Generally, the fire chief spends about 300 hours per year and officers/members spend 250 hours per year on department duties. 

“Within the fire department, we have a big loss of interest with the members because of the situation we were in,” said Cais. 

Parks Canada officials say they are reviewing the draft review of Field Fire and Rescue Department by Kelowna-based Neilson Strategies, adding they met with the fire department to discuss the report on Oct. 8.

Alex Kolesch, a Parks Canada senior advisor for Lake Louise, Yoho and Kootenay, said BC Ambulance, STARS air ambulance and Parks Canada visitor safety continue to respond to emergencies as required.

He said the federal agency is continuing to work with neighbouring jurisdictions such as Golden and Lake Louise on a sustainable solution for the provision of emergency services in Yoho National Park.

“The key piece for us is maintaining a level of emergency response and prioritizing public safety on the Trans-Canada Highway and everywhere in Yoho National Park,” he said.

“We’re going to continue to work with both Golden and Lake Louise to find some sustainable long-term solutions, and that may mean that Lake Louise is more of a factor into the future, but today, no.”

Kolesch said the independent consultant looked at how the Field fire department is structured and operated and provided a range of options.
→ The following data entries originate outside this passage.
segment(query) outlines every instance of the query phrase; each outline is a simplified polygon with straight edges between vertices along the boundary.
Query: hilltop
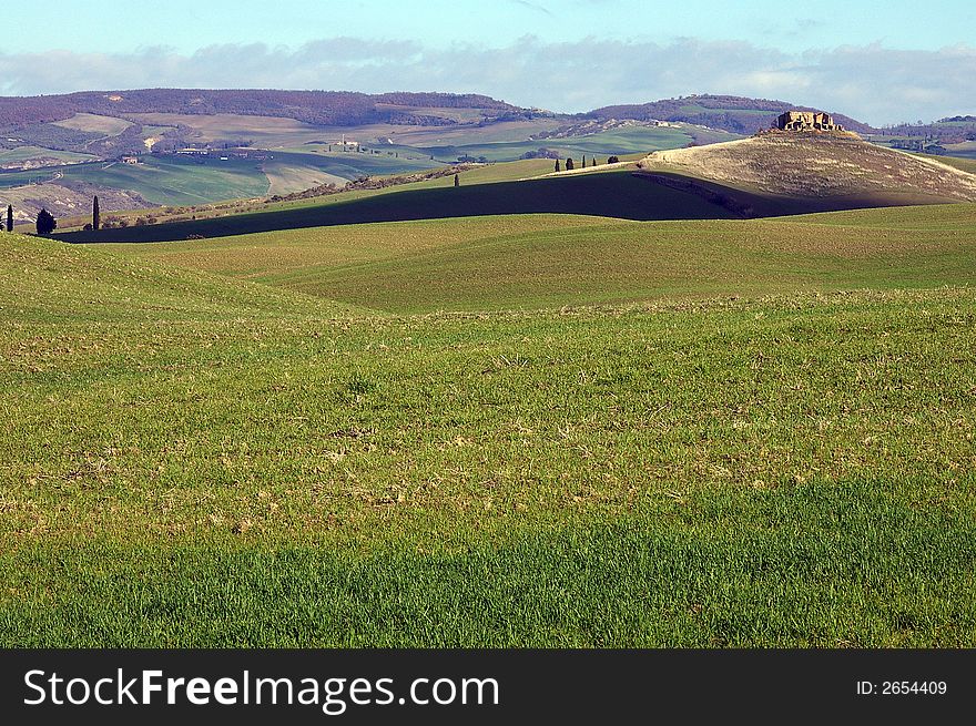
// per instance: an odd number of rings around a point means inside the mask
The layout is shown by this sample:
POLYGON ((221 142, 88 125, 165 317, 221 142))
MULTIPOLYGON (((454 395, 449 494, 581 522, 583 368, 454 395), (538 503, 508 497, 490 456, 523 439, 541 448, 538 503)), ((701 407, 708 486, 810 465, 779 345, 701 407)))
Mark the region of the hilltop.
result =
POLYGON ((845 133, 767 132, 723 144, 661 151, 642 173, 675 173, 743 192, 854 206, 976 201, 976 176, 845 133))
MULTIPOLYGON (((669 121, 700 124, 736 134, 752 134, 769 129, 784 111, 823 111, 800 106, 786 101, 749 99, 739 95, 688 95, 650 103, 631 103, 594 109, 587 115, 593 119, 634 119, 638 121, 669 121)), ((837 123, 858 133, 876 131, 866 123, 840 113, 831 113, 837 123)))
He added that he could not publicly disclose any recommendations at this time because the report is in draft form.

“We want to find some short-term measures that will provide an appropriate level of emergency response as well as long-term measures,” he said. 

“We’re working as quickly as possible, but we have to look at the final report once we get it from the consultant. No decisions have been made.”

While Cais said he couldn’t yet speak to the report, the department remains at the discussion table.

“We will go through the audit and talk with Parks about what can be done and what can be the options,” he said.